Was Volkmar nie erwartet hatte, was nach allem, wie er sie einschätzte, gar nicht zu ihr passen wollte, war geschehen: Als sie von dem Unglück auf Sardinien erfahren hatte, war Angela außer Fassung geraten und hatte sofort den nächsten Flug nach Rom und Sardinien gebucht.

Es war eine Art Kurzschlußhandlung, nüchtern betrachtet. Denn was konnte man noch tun, da doch feststand, daß Dr. Volkmar im Meer ertrunken war.

«Ich will die Stelle sehen!«hatte Angela gesagt.»Und wenn es in Australien oder sonstwo passiert wäre… ich muß dort sein! Nein, ich kann ihn nicht aus dem Meer holen — aber ich will. Ach, das versteht ihr ja doch nicht!«

Es war ein fürchterlicher Gang zu einer der Garagen der Polizei, wo man Volkmars Sachen aufbewahrt hatte. Noch schrecklicher war es, vor dem Zelt und dem Auto zu stehen und zu sagen:»Ja, das ist sein Zelt. Ja, das ist sein Auto. Ja, diesen Trainingsanzug hat er getragen. Wir haben manchmal einen Dauerlauf am Isarufer gemacht, da hat er ihn getragen. Sonntag morgen. Das beste Mittel gegen einen Brummkopf. Ja, das sind seine Trainingsschuhe.«

Sonntag morgen, dachte sie. Am Abend vorher ein Konzert- oder ein Theaterbesuch, das Essen in einem exzellenten Lokal, die Fahrt nach Harlaching, die halbe Flasche Sekt, das Bett und sein warmer, muskulöser Körper, und dann der Brand in allen Adern und Nerven, das erlösende Verströmen. Später dann, bei einer Zigarette, ihre Schutzbehauptung — immer wenn er von Liebe sprach:»Man soll biologische Vorgänge nicht überschätzen.«

O Heinz, Heinz, wenn ich all die dummen Worte rückgängig machen könnte! Diese verdammte Pose, diese idiotische Emanzipation! Was hat sie mir eingebracht? Was bin ich jetzt? Eine heimliche Witwe… So zerbrochen fühle ich mich!
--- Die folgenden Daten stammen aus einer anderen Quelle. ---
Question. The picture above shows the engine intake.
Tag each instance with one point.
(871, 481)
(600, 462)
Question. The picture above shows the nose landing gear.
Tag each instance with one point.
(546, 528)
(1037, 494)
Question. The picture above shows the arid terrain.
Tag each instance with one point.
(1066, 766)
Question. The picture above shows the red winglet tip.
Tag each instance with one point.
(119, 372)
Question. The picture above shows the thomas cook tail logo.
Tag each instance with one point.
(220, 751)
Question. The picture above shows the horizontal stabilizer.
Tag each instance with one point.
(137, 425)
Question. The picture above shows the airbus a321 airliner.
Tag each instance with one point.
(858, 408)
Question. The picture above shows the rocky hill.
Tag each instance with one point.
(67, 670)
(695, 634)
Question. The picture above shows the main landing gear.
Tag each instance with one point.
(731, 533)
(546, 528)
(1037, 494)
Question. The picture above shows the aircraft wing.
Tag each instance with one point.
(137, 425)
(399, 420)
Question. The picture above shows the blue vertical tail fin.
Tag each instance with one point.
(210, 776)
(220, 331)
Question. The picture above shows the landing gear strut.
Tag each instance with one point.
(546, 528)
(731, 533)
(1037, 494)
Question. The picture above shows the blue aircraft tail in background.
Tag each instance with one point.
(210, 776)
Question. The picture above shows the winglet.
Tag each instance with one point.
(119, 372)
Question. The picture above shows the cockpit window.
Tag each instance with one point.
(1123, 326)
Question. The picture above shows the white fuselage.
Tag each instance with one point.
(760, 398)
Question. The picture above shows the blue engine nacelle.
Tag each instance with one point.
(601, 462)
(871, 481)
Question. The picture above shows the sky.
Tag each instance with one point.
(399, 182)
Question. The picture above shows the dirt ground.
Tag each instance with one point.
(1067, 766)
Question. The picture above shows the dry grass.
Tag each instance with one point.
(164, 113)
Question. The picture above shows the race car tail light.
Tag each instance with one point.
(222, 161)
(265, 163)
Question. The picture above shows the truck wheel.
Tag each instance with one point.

Sie saß im Sand, in der kleinen Bucht beim Capo San Marco, genau auf der Stelle, wo das Zelt gestanden hatte, und blickte über das schillernde Meer. Da lag noch eine Konservendose. Brechbohnen. I. Wahl. Fadenfrei. Sein letztes Essen?

Sie nahm die Blechbüchse, starrte hinein und drückte ihre Lippen auf das zerbeulte Ding. Sie kam sich gar nicht kindisch vor, sie weinte in sich hinein und haßte sich selbst wegen ihrer vielen Fehler.

In den Bergen hatten Anna und Ernesto ihren Bruder Luigi begraben. Daß ein Mensch stirbt oder getötet wird, ist ein Vorgang, den man hinnehmen muß. Aber als sie im ersten Morgenlicht Luigi betrachteten und sahen, wie man ihn getötet hatte, als sie die Stiche sahen, das abgeschnittene Ohr, die Wunden seines Martyriums, blickten sie sich lange an, beteten an der Leiche und begruben sie unter einer Pyramide von Felssteinen.

«Gib mir die Hälfte!«sagte Anna später, als sie wieder im Haus am Tisch saßen. Das Geld lag zwischen ihnen.»Mir steht die Hälfte zu. Er war auch mein Bruder.«

Ernesto nickte. Er zählte die Scheine ab. einen nach links, einen nach rechts. Auch optisch eine reelle Teilung.»Fünfhunderttausend!«sagte er, als die Häufchen fertig waren.»Bitte.«

«Danke, Ernesto. «Anna nahm die Scheine, stopfte sie in eine lederne Umhängetasche und verschloß sie.

«Und nun?«fragte Ernesto.

«Ich gehe nach Sizilien!«sagte Anna.»Nach Palermo. Ich finde ihn! Ich vergesse ihn nie!«

«Enrico?«

«Auch. Aber den anderen, den Gelackten.«

«Dazu reichen fünfhunderttausend nicht.«

«Dafür wird es immer reichen, und wenn ich als Hure gehe!«Sie ging zum Ofen und setzte die Pfanne aufs Feuer. Sie hatten noch drei Eier und etwas Speck. Ein gutes Frühstück. Und Wein dazu. Wie schön kann die Welt sein.

Am Abend kam Ernesto von Sorgono zurück, wo er bei Stracia die Waren abholte, die Luigi gekauft hatte. Er hatte aber nichts von Luigis schrecklichem Sterben erzählt, sondern behauptet, Luigi habe so gesoffen, daß er die Waren nicht mehr abholen konnte. Als er mit dem alten Jeep wieder das Haus erreichte und nach seiner Schwester rief, war Anna nicht mehr da.

Er hatte das befürchtet, setzte sich auf die Treppe und starrte in den fleckigen Abendhimmel.

Gott mit dir, Anna, dachte er. Madonna, beschütze sie! Nun bin ich ganz allein, der Letzte meiner Familie. Madonna, beschütze auch mich.